Та Германия, за которую они борются сегодня, — будущая Германия, станет по-братски близкой нашей Чехословакии, и эта граница, которую мы сегодня охраняем с автоматом в руках, станет границей дружеского понимания и сотрудничества. Через горные перевалы пойдут с гармониками и веселыми флажками немецкие и наши пионеры, и, быть может, как раз под моей елью братски обменяются своими галстуками.
И у меня есть сын, которому сейчас всего лишь пять месяцев.
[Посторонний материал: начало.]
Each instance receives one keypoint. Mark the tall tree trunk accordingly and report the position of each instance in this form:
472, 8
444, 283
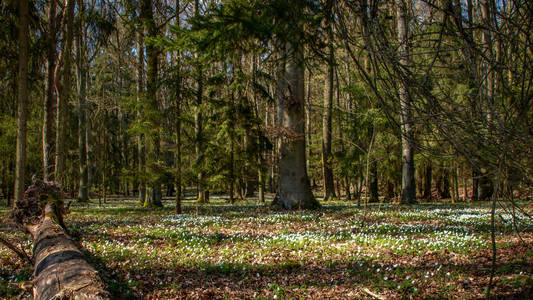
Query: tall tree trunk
152, 67
374, 190
198, 127
24, 37
294, 190
81, 68
408, 168
427, 181
141, 149
64, 94
178, 119
308, 120
48, 112
329, 185
486, 186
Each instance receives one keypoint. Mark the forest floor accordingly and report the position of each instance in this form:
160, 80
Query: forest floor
246, 250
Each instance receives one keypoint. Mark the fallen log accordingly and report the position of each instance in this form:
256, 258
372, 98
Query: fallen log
61, 271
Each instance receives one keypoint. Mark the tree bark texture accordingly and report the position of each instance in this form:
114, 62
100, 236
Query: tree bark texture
60, 269
64, 93
81, 66
294, 190
327, 172
147, 16
22, 99
48, 111
408, 166
140, 91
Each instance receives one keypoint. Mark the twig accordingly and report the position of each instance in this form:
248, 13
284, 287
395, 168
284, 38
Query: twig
21, 254
373, 294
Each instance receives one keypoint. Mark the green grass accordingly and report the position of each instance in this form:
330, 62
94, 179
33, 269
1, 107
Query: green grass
249, 251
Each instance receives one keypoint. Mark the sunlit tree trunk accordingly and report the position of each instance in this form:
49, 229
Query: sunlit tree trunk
48, 112
329, 186
294, 191
81, 69
485, 182
140, 94
408, 168
24, 37
64, 93
426, 193
198, 127
147, 17
178, 119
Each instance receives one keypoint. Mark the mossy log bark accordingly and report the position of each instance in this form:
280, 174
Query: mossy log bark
60, 269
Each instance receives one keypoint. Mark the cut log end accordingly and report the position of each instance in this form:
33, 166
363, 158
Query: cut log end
61, 271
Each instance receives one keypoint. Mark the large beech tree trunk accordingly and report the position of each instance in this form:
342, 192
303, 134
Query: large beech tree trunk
294, 190
60, 268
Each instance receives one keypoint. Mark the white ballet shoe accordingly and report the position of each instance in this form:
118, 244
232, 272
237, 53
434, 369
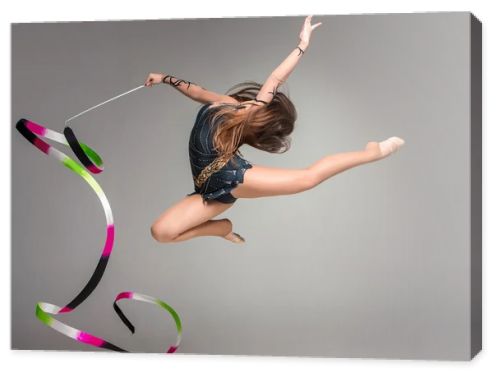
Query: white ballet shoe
391, 145
235, 237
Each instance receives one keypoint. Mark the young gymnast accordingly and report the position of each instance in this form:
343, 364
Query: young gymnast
259, 116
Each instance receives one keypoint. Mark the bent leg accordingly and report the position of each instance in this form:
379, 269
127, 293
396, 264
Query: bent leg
261, 181
190, 217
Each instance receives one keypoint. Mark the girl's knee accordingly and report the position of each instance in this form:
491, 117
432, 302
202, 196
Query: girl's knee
162, 234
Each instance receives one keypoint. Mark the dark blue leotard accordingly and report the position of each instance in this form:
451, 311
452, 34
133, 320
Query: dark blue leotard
202, 152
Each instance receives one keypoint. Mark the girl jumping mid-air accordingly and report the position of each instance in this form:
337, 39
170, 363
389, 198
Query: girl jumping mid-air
259, 116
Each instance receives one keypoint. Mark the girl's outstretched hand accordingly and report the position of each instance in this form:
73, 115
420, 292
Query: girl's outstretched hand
307, 28
153, 79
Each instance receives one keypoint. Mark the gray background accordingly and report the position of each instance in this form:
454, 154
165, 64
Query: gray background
372, 263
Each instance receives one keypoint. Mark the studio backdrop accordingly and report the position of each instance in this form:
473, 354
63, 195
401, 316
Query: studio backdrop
378, 261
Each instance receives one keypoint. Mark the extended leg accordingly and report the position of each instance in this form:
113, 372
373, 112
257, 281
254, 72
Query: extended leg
261, 181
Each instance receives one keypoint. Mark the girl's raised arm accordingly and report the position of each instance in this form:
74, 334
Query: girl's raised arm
281, 73
188, 88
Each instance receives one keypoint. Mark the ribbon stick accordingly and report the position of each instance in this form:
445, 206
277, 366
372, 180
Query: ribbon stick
45, 312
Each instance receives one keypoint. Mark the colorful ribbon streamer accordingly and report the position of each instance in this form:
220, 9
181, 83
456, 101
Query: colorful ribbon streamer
93, 162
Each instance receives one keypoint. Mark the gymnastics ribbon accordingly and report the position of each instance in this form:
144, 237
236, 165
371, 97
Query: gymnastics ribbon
45, 312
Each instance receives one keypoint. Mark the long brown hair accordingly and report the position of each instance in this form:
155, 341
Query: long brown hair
266, 128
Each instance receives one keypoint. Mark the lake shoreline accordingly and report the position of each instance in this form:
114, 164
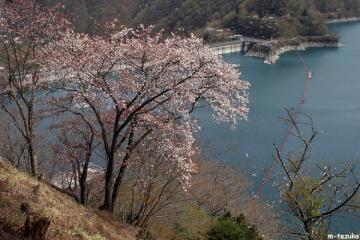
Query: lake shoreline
343, 20
271, 50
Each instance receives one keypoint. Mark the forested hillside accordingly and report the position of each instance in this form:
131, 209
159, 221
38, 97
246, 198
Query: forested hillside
256, 18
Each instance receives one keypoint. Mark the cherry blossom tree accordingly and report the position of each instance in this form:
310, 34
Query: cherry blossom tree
25, 28
137, 85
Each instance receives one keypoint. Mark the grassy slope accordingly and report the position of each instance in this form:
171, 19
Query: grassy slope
69, 220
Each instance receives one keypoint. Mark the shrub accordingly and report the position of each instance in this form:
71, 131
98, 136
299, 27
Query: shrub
229, 228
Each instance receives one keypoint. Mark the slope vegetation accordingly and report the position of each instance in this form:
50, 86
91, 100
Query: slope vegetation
68, 219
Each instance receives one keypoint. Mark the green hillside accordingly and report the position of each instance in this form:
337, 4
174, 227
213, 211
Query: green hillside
256, 18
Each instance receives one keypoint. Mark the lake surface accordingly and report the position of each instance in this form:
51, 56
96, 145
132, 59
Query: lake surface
333, 102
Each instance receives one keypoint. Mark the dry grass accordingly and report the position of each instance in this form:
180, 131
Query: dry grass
69, 220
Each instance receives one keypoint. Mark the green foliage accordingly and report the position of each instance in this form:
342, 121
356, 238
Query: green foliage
228, 228
254, 18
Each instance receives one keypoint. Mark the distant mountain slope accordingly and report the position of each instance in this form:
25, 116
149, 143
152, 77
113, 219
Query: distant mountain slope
68, 219
257, 18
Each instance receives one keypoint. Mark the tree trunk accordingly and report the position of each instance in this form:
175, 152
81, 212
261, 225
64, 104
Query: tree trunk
83, 183
35, 227
108, 183
32, 157
118, 183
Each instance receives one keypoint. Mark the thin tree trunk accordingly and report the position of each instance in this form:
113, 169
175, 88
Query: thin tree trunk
83, 184
108, 182
121, 174
32, 157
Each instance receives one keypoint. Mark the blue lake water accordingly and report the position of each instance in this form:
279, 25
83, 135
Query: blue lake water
333, 102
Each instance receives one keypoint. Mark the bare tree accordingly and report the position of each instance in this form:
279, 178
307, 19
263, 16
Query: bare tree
313, 200
25, 29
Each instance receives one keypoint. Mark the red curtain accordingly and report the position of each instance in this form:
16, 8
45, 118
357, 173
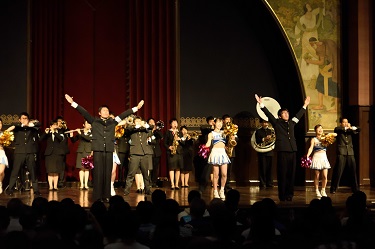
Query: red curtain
47, 55
103, 52
151, 67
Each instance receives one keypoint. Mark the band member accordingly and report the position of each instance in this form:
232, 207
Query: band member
84, 149
345, 155
320, 163
103, 135
203, 170
172, 140
263, 136
54, 153
3, 158
155, 143
227, 119
62, 128
285, 146
218, 157
187, 154
123, 148
26, 140
140, 153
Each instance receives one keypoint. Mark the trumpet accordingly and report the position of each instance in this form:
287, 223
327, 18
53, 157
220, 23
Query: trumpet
174, 145
159, 125
71, 131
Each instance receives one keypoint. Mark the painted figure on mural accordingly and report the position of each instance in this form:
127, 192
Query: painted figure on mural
307, 27
327, 81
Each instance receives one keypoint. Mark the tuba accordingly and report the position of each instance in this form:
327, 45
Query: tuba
230, 130
269, 144
175, 144
266, 145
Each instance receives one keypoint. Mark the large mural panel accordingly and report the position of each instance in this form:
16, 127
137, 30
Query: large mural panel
313, 30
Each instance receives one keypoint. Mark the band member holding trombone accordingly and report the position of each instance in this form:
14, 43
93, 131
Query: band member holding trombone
285, 146
103, 135
26, 140
155, 144
84, 137
263, 136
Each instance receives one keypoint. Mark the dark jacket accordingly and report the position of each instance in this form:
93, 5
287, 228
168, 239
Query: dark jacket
103, 131
139, 141
55, 145
26, 138
344, 140
284, 130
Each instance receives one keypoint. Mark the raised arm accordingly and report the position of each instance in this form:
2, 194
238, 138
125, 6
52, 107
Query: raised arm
309, 151
80, 109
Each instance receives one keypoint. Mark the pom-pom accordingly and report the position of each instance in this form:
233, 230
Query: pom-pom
328, 139
306, 162
6, 138
87, 162
203, 151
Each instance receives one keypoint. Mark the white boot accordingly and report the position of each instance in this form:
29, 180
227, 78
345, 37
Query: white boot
113, 192
221, 194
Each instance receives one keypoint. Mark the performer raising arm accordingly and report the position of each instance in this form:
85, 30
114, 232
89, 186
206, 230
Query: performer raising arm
285, 146
103, 135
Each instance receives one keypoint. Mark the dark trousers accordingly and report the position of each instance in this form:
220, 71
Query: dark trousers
341, 161
19, 161
103, 163
138, 161
155, 169
122, 169
286, 168
265, 170
229, 171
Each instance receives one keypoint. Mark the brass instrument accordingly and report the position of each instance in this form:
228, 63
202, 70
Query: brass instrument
130, 119
119, 131
267, 144
194, 135
175, 144
159, 125
64, 125
71, 131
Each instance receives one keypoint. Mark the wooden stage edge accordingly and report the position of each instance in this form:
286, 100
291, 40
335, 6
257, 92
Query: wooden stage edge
249, 195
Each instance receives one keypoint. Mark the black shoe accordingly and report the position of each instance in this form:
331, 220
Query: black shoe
9, 192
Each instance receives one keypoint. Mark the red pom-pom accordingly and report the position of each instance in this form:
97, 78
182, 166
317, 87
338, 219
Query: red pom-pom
203, 151
306, 162
87, 162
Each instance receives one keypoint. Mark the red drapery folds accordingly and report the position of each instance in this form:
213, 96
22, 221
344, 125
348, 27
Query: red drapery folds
103, 52
151, 73
46, 65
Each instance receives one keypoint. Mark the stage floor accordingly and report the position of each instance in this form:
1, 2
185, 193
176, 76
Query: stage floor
249, 195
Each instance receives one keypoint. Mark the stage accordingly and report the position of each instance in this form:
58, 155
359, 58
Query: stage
249, 195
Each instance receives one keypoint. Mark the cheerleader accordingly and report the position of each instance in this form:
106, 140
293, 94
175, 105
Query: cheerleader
320, 163
218, 157
3, 159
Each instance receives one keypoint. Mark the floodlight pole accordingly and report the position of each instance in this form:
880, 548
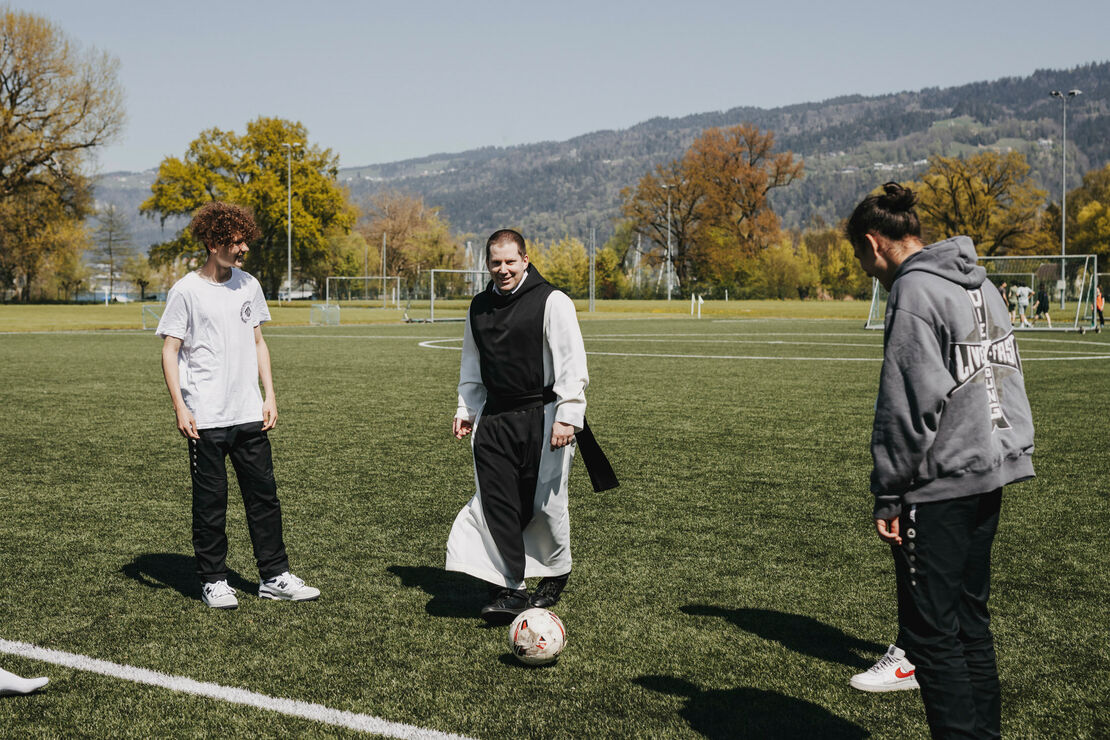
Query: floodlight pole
670, 269
289, 218
593, 262
1063, 188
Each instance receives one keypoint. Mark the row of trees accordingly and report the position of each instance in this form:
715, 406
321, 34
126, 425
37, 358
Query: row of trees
712, 208
706, 215
58, 103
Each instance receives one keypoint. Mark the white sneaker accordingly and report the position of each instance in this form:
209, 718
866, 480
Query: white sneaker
286, 587
891, 673
219, 595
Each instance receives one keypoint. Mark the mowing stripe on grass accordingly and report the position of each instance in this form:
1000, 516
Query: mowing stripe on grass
182, 685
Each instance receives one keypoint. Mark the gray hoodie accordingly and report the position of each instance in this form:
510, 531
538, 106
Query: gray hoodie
951, 418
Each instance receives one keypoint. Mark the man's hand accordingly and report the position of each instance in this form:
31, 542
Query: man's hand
269, 414
461, 427
187, 425
888, 530
562, 435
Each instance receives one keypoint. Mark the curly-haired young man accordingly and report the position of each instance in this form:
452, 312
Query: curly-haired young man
213, 356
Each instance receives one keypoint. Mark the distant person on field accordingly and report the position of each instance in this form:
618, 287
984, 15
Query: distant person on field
522, 392
11, 685
1041, 311
213, 356
951, 428
1003, 290
1023, 294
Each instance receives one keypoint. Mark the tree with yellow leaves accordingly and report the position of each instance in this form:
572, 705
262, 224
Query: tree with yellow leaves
989, 198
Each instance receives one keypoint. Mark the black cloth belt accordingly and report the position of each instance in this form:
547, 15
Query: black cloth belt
601, 472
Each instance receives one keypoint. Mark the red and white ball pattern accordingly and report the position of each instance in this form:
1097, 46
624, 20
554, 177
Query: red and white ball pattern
536, 637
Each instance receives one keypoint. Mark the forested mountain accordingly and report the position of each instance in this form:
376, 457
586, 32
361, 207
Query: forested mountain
849, 145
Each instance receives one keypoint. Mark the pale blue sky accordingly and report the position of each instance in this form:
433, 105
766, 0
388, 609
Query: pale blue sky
382, 81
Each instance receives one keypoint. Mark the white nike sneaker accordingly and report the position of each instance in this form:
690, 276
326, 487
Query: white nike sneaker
286, 587
219, 595
892, 672
11, 685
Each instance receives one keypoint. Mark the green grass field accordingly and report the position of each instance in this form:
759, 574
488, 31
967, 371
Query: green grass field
728, 588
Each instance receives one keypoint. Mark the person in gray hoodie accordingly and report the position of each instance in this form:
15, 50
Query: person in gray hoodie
951, 427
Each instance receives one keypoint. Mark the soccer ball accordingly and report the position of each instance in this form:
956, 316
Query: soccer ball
536, 637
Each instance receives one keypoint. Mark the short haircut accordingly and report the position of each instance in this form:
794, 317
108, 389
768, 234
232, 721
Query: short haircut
889, 213
217, 224
503, 235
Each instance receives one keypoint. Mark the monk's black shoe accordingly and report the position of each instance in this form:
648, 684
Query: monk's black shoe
506, 604
547, 592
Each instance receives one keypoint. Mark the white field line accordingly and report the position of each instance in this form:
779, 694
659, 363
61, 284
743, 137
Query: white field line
182, 685
437, 344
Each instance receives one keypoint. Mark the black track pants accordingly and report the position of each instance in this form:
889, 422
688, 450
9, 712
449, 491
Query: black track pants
506, 457
249, 448
942, 569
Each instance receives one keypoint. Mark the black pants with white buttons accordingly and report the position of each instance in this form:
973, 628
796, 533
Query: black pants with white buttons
942, 568
249, 448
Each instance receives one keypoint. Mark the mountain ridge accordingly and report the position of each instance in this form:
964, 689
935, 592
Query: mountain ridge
849, 144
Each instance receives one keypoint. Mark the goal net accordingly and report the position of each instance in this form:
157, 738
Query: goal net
151, 316
367, 291
1065, 283
448, 295
324, 314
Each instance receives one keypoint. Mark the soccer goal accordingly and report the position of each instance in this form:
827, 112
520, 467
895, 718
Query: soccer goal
370, 290
1067, 282
451, 292
324, 314
150, 316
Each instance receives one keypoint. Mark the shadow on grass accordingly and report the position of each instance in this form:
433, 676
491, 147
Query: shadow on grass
179, 573
512, 661
803, 635
454, 595
745, 712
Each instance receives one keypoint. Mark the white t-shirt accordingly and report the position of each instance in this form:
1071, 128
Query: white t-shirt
218, 362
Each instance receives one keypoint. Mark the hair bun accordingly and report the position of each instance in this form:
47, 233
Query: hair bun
896, 198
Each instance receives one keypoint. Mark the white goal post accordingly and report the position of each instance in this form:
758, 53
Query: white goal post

Приезжая домой и тихонько подсаживаясь к жене, я смотрю, как к его ротику поднимается грудь, полная молока. Мальчик беззубыми деснами сжимает этот животворный источник и придерживает его кулачками. Светло-голубые глазенки улыбаются: «Как прекрасна ты, жизнь, и я весь дрожу от нетерпеливой тоски по тебе!»
Правда, ему придется еще долго ждать пионерского галстука. Но именно здесь, среди пограничного леса, я представляю себе своего мальчугана высоким, голенастым, смелым парнишкой, который улыбается всем своим загорелым лицом; растрепанные волосы у него выгорели на солнце, красный галстук резко выделяется на белой рубашке.
— Хорошо, скажете вы, — обычные отцовские мечты.
Но, может быть, вы и поймете меня. И точно так же, как я, задумаетесь над будущим своих детей. Через десять, двенадцать лет я приведу сына сюда, к своей сторожевой ели, и с той стороны драницы вместо враждебной тишины или выстрелов к нам донесется веселое детское пение и ауканье. И я расскажу своему сыну о том, что привело меня сюда, на границу, от шахтерского кайла.
* * *
В тот проклятый день пятнадцатого марта, когда гитлеровцы с помощью предательства оккупировали Чехословакию, мне было немногим больше восемнадцати лет, и я работал откатчиком на шахте «Анна-Мария». Мы спускались в шахту перед началом дневной смены, когда во дворе шахты загрохотали моторы нацистов. Серо-зеленые чудовища в непромокаемых плащах с капюшонами, натянутыми на каски, сидели, как истуканы, у своих пулеметов, нацеленных на копер.
— Это конец, — сказал один из старых шахтеров, когда наша клеть падала в темноте к сорок третьему горизонту. Он отвернул в сторону свое темное лицо, изрезанное морщинами, как кора дуба, чтобы никто не заметил, что он плачет. Но слезы, крупные и горячие, как у ребенка, блестели на его щеках и на бороде, капали на руки товарищей, прижатых к нему.
Когда мы направлялись с рудного двора к месту работы, люди шли медленно, точно придавленные. На всех словно навалилась тяжесть тысячеметровой толщи земли, лежащей над нашими головами. И тут забойщик, шедший впереди всех, внезапно остановился, поднял свою лампочку почти до потолочных балок и выругался:
— Проклятые бараны! Не вешайте башку, ребята!
Казалось, что он вот-вот в ярости шваркнет лампочку оземь.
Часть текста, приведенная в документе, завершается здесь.